Encore - Equinox from Space

January 03, 2015

Equinox from Space

Take a look back at some of the EPODs our viewers found particularly eye-catching. Today, and every Saturday, EPOD invites you to rediscover favorites from the past. Saturday posts feature an EPOD that was chosen by viewers like you in our monthly Viewers’ Choice polls. Join us as we look back at these intriguing and captivating images.

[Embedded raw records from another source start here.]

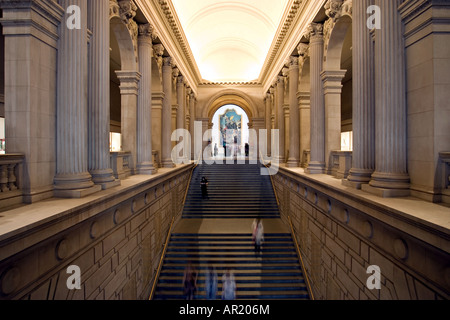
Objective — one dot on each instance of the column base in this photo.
(168, 164)
(315, 167)
(104, 178)
(386, 193)
(292, 163)
(77, 193)
(109, 185)
(146, 169)
(357, 177)
(353, 184)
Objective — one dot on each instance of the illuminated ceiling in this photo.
(230, 40)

Image from the NOAA Geostationary Satellite Server
Summary Author: Jim Foster

The image above shows a view of the Earth's terminator from approximately 22,300 miles (35,800 km) above the Earth's surface. It was acquired  September 21, 2009 (at 0600Z) by the Meteosat-9 geostationary satellite, which orbits the Earth directly over the Equator, above the Prime Meridian (0 degrees longitude). Notice that the terminator, the band demarking the boundary between daylight and darkness, stretches from the North Pole to the South Pole. The only time this happens is when the Earth is at or near one of the two equinoxes; around September 22 and March 21. At these times, every location on the globe experiences nearly 12 hours of daylight and darkness (equinox).

Like all geostationary satellites, Meteosat-9 is designed to revolve in the same direction that the Earth rotates (west to east). At such a high orbital altitude (about 1/10 the distance to the Moon), one complete orbit takes 24 hours, which is of course the same amount of time as the Earth requires to rotate once on its axis.